SLUSA preemption would prevent the estate from assigning certain legal claims to any class of creditors or equity holders containing more than 50 persons, but it would allow assignment to classes with fewer constituents. This result would make little sense, as we see no indication that Congress's aim in fashioning the "covered class action" definition was to control the number of constituents to whom a bankruptcy estate's claim is assigned. Rather, the statutory text and legislative history signal that the definition was designed to prevent securities-claims owners from bringing what are, in effect, class actions by assigning claims to a single entity. Put simply, Congress's goal was to prevent a class of securities plaintiffs from running their claims through a single entity, not to prevent a single bankruptcy estate from assigning its claims to an entity capable of acting to protect the common interests of a class of people. Moreover, it is difficult to see what purpose would be served by holding otherwise. If we held that the key issue is to whom a claim is assigned, then we would likely see two results. First, we might see parties to bankruptcies engage in some rather creative class construction to keep numbers below 51. Parties' ability to do this would not turn on any factor related to preventing frivolous securities litigation, but on the creativity of the parties' lawyers and the particulars of a debtor's pre-petition liabilities.

With regard to the Swiss banking law claims, the panel concluded that the Uniform Standards Act, which applies to claims "based upon the statutory or common law of any State," did not preclude actions for foreign law violations. Initially, the court rejected the banks' claim that Congress intended to preempt such foreign law claims. The court cited language that "[i]t is not our job to speculate upon congressional motives; our job is to hew as closely as possible to the meaning of the words Congress enacted." Because Congress could have defined a state to include foreign jurisdictions, and had done so in other legislation, the court declined to extend the definition in this case.
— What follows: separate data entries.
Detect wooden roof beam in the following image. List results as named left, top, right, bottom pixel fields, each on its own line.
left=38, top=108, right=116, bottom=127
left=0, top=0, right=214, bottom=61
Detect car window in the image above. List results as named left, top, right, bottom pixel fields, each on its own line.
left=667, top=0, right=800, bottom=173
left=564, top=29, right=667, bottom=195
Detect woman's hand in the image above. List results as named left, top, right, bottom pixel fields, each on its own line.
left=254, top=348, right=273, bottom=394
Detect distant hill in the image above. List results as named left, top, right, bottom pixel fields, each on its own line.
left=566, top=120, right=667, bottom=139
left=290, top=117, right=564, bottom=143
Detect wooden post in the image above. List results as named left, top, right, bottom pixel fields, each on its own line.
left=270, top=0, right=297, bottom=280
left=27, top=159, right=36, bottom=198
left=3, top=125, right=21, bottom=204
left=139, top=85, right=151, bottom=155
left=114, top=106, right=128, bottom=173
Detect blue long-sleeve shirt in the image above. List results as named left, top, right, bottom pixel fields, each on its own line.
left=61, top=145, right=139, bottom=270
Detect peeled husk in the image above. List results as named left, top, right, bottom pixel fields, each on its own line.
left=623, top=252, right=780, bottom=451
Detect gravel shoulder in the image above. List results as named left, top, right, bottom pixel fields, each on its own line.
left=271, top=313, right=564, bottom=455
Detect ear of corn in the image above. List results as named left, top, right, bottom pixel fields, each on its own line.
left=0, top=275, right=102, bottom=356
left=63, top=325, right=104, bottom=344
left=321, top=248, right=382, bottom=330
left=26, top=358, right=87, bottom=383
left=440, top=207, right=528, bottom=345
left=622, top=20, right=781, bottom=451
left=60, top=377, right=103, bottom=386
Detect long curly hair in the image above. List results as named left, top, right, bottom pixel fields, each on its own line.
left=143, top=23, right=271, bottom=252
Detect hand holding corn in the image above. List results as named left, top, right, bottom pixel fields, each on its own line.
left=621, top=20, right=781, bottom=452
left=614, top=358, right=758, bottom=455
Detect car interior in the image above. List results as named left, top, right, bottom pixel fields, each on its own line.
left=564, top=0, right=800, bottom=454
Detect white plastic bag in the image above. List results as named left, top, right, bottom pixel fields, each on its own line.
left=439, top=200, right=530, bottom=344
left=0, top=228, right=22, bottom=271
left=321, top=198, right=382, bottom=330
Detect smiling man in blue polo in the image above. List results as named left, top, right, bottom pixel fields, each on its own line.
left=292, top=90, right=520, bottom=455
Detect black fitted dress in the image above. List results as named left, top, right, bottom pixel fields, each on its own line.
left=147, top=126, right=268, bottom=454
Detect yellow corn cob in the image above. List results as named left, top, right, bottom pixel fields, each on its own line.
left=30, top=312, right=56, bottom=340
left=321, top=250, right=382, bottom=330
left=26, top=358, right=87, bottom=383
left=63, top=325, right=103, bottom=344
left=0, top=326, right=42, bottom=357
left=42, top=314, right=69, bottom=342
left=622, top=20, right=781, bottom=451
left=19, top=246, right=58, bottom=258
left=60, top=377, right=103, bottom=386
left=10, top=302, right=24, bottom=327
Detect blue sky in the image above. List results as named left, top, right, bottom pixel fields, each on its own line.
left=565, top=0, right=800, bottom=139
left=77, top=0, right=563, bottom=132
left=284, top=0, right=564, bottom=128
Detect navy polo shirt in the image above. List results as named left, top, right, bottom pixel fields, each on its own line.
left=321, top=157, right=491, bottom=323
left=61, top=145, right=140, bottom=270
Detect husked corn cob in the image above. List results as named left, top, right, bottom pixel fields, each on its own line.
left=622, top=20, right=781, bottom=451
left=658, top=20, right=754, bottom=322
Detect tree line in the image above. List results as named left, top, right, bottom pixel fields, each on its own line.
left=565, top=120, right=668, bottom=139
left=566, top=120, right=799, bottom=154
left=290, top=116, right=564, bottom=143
The claims also did not arise from or incorporate state law claims, and were not dependent on state law, including New Jersey's choice of law provisions. To conclude that, within the intendment of SLUSA, those claims are "based upon the . . . law of New Jersey would require attributing to Congress a subtlety of such exquisite reach as to have no place in the legislative process," stated the court.

LaSala v. Bordier et Cie (3rdCir) is reported at 94,597.